Mr. Pathirana thinks that our paddy fields are full of toxins. Large numbers of egrets (‘kokku’) and other birds  collect to eat the earthworms and other bugs that get turned up by the farmer’s plough. If the soil is toxic, these organisms should be dead.  In fact, the soil is rich in worms and micro-organisms, fertile, and yields   bountiful harvests. Sri Lankan rice or Sri Lankan Tea is not contaminated by toxins, as claimed by various anti-national organizations that are attempting to discredit the nation’s exports.

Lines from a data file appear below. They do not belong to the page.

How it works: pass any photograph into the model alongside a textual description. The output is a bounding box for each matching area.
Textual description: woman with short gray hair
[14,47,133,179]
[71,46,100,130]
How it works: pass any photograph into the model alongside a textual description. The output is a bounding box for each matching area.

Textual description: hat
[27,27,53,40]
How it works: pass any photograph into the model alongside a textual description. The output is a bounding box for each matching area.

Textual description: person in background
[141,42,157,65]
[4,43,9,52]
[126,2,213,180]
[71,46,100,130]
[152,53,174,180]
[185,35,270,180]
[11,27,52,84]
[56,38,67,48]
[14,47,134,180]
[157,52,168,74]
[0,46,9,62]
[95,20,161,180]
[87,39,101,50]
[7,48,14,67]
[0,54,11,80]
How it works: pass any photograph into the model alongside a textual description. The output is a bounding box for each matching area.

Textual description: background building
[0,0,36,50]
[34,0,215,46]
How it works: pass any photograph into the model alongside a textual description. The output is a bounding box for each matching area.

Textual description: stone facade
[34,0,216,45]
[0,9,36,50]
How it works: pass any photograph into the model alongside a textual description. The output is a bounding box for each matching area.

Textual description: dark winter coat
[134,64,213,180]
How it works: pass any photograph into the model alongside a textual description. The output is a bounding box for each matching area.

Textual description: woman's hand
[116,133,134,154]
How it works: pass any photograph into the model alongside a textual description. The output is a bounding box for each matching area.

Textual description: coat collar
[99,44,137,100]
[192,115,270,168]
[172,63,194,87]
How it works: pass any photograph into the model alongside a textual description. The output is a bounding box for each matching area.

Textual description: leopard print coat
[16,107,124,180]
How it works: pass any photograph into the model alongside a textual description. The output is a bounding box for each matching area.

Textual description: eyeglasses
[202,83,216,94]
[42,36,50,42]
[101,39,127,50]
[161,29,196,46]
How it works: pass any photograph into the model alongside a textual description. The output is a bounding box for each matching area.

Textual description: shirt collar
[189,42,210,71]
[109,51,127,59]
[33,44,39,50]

We would all be happier if the tea plantations were pristine forest, even taking an economic loss.  However, tea  is our last defense against the conversion of the hills  into housing and hotels enmeshed in asphalt and concrete  if tea planting were made uneconomical by SEMA’s maverick agriculture.

The banning of glyphosate destroyed the Maize plantations.  Farmer resorted to smuggled glyphosate of Indian origin containing the worm. Now Ven. Ratana wants to kill the Senaa caterpillar using an  untested  Neem (Kohomba) pesticide. Such products will  also kill the caterpillars of beneficial butterflies, moths, earthworms, and destroy bees  essential to pollination.

Kidney disease and Scientists investigating it.

It should be emphasized that the kidney disease epidemic in the Rajarata has been politicized by Venerable Ratana and some political ambitious scientists who constitute a small fringe  of the totality of scientists and Kidney specialists of Sri Lanka. Some among these fringe group of scientists have slandered the active researchers claiming that they are paid agents of multinationals, simply because they don’t accept the claim that the disease is caused by agrochemicals. Mr. Pathirana is also unfortunately repeating  the cheap claim that our Sri Lankan scientists and professors, 95% of them, and the Members of the National Academy of Sciences, the Kidney specialists etc., are all shielding the agrochemical companies because they have been paid to keep mum.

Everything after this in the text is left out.